A cidade (183 m, 27 000 habitantes) é um dos municípios mais importantes do território de Canavese. Habitada desde o Neolítico e cujo nome deriva do latim Clavasium, "lugar em frente à colina". Estrategicamente muito relevante devido à sua posição na direção de Monferrato, no século XIV foi dominada pelos Aleramici e depois pelos Paleologi antes de ser eleita capital do Marquesado de Monferrato em 1431 e anexada aos territórios de Saboia. Durante o século XVI, as incursões dos Lansquenetes produziram um forte estado de atraso, mas a situação mudou quando, após a paz de Cateau-Cambrésis de 1559, Chivasso voltou às mãos dos Saboia. Memorável foi a resistência heroica da cidade durante o famoso cerco de 1705, um dos episódios mais significativos que ocorreram às portas de Turim, do qual Chivasso representou o último posto avançado contra o inimigo.
Existem inúmeros testemunhos que contam a história do lugar, a começar pelo centro histórico, com a espaçosa praça em frente à Catedral e a elegante Via Torino com as arcadas e pastelarias onde se pode comprar nocciolini, o doce orgulho da cidade, que fazem de Chivasso um lugar agradável para visitar, mesmo para além do seu monumento mais famoso, a Catedral de Santa Maria da Assunção. Notável exemplo da arte gótica tardia piemontesa, foi iniciada em 1415, com alterações posteriores. A fachada (1420) tem um portal em forma de concha, encimado por uma ghimberga, a rosácea e um valioso aparelho de frisos e esculturas de terracota (apóstolos e profetas) de gosto gótico, entre os quais se destaca a estátua da Virgem Maria: é uma cópia moderna do original do século XV preservado no interior, onde também há um grupo escultural (8 figuras) em terracota policromada representando a Pietà (século XV). No segundo altar à direita, pode admirar-se uma Deposição da Cruz (século XVI), um painel juvenil de Defendente Ferrari, de Chivasso, a única obra do pintor que permaneceu na sua cidade natal, com a torre octogonal , é tudo o que resta do antigo castelo aleramico, construído por volta de 1178 por Guilherme IV, Marquês de Monferrato. Atrás fica o Palácio de Santa Clara, um edifício do final do século XVIII que deveria ter sido convertido num convento de Clarissas, mas que se tornou a Câmara Municipal: no rés-do-chão, não perca o pequeno teatro em forma de ferradura, com plateia e galeria, projetado em 1834 por Fausto Gozzano, pai do poeta Guido.
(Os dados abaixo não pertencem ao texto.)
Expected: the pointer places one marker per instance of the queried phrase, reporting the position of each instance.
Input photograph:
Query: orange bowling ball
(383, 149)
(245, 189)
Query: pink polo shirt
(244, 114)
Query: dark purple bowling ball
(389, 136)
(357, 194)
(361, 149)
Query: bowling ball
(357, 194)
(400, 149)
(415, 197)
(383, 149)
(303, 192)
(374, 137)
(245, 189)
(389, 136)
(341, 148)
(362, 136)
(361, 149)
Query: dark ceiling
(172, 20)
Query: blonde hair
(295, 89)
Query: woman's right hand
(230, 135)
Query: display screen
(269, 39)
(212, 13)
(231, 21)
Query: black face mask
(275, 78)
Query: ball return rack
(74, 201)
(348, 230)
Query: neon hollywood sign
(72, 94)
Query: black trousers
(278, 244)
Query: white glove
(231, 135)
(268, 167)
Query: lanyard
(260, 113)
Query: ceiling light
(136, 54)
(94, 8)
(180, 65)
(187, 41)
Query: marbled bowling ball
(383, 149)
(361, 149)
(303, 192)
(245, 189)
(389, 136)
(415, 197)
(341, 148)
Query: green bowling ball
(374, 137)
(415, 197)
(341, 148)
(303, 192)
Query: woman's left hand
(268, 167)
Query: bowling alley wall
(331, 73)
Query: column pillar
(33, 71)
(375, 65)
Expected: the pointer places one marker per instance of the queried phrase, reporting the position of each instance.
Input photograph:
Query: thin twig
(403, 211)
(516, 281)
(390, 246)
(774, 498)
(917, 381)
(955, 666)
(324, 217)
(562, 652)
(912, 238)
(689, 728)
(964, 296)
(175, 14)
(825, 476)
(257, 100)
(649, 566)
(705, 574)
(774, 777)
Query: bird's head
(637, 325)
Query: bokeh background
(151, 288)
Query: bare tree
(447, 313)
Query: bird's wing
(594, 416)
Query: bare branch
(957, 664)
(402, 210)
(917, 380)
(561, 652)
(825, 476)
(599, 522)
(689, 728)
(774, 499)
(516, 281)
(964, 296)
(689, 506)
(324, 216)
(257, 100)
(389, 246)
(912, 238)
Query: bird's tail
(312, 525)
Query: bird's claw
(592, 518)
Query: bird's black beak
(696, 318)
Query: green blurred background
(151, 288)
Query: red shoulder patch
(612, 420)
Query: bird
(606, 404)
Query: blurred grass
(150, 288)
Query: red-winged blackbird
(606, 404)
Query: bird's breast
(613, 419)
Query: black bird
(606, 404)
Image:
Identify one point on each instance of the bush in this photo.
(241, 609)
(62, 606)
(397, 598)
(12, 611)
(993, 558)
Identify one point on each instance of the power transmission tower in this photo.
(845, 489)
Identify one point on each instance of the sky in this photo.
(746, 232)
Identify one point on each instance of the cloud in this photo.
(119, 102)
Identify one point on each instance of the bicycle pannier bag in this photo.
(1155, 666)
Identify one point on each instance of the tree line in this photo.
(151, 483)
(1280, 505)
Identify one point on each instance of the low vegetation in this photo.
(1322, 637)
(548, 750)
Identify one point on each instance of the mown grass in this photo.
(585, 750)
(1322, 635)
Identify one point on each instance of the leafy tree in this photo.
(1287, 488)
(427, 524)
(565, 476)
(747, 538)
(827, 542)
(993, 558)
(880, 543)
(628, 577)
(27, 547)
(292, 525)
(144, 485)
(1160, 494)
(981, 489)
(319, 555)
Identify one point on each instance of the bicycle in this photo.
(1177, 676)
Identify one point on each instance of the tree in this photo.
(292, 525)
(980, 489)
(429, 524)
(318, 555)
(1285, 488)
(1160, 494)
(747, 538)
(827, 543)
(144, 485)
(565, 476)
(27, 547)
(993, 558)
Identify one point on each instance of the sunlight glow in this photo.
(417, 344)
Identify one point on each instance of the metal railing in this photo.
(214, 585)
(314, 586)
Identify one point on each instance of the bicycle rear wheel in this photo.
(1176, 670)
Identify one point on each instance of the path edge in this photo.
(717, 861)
Destaca-se ainda a chamada Lapis Longus, uma estela de pedra do século VII-VI a.C., com 4 metros de altura, que agora se encontra no centro da Piazza Castello: a grande pedra foi encontrada em 1499 perto da igreja de São Miguel, erguida pouco depois do ano 1000 e depois completamente desmantelada em 1649 por ocasião da reorganização da própria praça.
O Palazzo dell'Economia e del Lavoro "Luigi Einaudi", um local polivalente para exposições e eventos culturais, tem vista para a Piazza d'Armi. Construído no século XVII e usado como quartel, alberga no tímpano um raro relógio do novo tempo numa base decimal – o dia é dividido em 10 horas de 100 minutos, cada uma de 100 segundos –: uma inovação do período revolucionário que não teve seguimento e foi suprimida em 1806 por Napoleão. Na orla oriental da povoação encontra-se a grandiosa obra de captação das águas do Pó, construída na década de 1870. Em direção ao campo ergue-se La Mandria, que até ao século XIX era a criação de cavalos dos Saboia e hoje é uma encantadora aldeia agrícola.
Desvio
Chivasso também é muito importante para a economia e a agricultura, não só da região. De Chivasso, que faz parte do troço turinense do Parque Fluvial do Pó, tem origem o Canal Cavour (1883-86), o terceiro mais longo de Itália (80 km), construído para apoiar a agricultura que tem origem no Pó, integrado com as águas do Dora Baltea e termina no Ticino, à altura de Galliate. O canal foi encomendado por Cavour para levar água aos campos de arroz e foi uma das obras de engenharia mais importantes da época, é a principal fonte de irrigação a norte do rio Pó. A partir de Chivasso, é possível seguir a estrada que o acompanha, continuando ao longo do curso do canal até chegar a Verolengo, uma aldeia de grande encanto e local de assentamentos urbanos desde os tempos da Roma antiga.